I think this is a very reasonable question. It comes up often enough and deserves an answer. In fact, I see not one but two potential forums. Here is my take.
Rumors, followup ideas, small errors, minor comments and remarks on the paper. This is all worth doing on your own blog space. I see no need to make this kind of discussion "official". In fact, the diversity of blogs and opinions is a plus here: less "intimidation by experts", fewer worries about "degeneration" of the discussion, etc. Finally, typos and mistakes in the paper are responsibilities of the author - when you find them, email them to her/him and stop worrying about other readers. In short, I see no need for a single forum for a discussion of this kind.

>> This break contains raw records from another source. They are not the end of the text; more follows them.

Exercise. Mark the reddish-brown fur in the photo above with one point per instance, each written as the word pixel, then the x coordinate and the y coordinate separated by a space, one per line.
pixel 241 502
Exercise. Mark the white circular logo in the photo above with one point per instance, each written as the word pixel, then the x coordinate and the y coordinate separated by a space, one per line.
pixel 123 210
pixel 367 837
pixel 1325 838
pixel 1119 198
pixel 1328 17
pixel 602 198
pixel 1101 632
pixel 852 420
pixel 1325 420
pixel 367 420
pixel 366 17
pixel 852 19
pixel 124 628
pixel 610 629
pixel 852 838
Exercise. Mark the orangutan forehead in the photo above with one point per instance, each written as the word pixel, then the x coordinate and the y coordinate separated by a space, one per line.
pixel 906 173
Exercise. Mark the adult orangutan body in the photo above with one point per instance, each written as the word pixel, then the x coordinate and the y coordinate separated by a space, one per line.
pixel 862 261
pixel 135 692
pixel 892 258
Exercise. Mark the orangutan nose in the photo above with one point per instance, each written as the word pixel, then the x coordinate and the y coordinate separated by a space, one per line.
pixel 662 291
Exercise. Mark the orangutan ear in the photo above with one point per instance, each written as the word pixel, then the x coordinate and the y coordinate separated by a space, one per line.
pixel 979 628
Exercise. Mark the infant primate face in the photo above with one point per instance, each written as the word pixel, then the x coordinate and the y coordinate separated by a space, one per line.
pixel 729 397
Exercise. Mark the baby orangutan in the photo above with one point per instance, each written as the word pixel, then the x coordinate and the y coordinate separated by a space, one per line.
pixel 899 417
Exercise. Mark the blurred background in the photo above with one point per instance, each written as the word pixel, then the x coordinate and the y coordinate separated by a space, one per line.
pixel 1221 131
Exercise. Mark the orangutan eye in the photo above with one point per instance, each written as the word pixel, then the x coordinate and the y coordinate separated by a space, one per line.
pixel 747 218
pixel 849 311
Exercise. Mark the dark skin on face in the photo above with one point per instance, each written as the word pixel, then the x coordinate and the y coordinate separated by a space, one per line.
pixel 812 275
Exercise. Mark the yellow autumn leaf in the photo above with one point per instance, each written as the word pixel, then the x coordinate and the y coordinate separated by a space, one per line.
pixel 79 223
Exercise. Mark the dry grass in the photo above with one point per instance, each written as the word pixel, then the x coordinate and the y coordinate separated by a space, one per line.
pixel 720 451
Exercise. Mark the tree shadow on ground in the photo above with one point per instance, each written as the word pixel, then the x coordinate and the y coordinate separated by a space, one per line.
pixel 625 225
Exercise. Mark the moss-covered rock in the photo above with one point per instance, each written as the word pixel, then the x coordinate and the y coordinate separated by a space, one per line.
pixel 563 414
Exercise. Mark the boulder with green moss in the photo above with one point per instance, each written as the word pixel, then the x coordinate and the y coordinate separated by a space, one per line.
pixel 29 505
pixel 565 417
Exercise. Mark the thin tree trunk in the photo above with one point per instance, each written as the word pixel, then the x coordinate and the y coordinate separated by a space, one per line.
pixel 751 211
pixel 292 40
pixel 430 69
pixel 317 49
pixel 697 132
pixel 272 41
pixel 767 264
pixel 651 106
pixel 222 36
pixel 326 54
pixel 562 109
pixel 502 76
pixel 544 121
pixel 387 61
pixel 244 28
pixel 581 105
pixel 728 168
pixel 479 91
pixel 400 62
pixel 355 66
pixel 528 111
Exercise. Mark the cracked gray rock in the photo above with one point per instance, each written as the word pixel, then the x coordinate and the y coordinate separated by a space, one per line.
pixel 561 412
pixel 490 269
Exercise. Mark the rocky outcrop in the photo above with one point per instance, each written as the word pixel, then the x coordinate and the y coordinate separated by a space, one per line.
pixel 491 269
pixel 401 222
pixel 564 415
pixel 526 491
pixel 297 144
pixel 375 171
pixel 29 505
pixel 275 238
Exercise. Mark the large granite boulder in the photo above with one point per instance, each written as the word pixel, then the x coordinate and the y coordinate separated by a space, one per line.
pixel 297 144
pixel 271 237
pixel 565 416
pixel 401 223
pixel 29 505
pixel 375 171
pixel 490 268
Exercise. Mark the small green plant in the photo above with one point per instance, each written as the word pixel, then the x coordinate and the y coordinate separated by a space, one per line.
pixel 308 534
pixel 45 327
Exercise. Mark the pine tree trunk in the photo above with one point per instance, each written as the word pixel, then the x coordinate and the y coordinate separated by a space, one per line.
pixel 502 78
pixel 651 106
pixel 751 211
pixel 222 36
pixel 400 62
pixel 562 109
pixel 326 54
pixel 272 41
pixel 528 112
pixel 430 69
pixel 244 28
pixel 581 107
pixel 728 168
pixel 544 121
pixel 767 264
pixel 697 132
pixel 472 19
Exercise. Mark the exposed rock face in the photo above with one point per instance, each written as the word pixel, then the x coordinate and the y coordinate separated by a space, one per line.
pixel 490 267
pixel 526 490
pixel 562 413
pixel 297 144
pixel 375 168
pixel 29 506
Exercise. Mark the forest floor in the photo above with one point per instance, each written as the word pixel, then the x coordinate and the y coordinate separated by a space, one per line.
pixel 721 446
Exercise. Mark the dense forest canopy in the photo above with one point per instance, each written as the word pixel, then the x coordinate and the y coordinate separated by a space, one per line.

Serious comments, substantial remarks, delicate technical problems with the paper, etc. I think a blog or wiki type discussion forum is a too informal/unserious for contributions of this kind. On a positive side, there is a perfect forum for this kind of discussions: it's called the arXiv! Remember, the arXiv was never meant to be a only a "free storage" of published papers. It has moderators, calls uploaded papers "submissions", and once approved, calls them "publications". A great feature of arXiv is that you can store and advertise there the kind of work that you don't intend to publish in traditional journals. So if you have something important to say to everyone, don't be shy, follow Mnёv's example and post it on the arXiv (here are some other examples). Make sure to add hyperlinks to older arXiv papers if you want it to look more webby. Finally, there is already a great tool to explore forward arXiv citations. So why bother inventing a new forum whilewhen the one we have works fine, if only people used it more often for this purpose.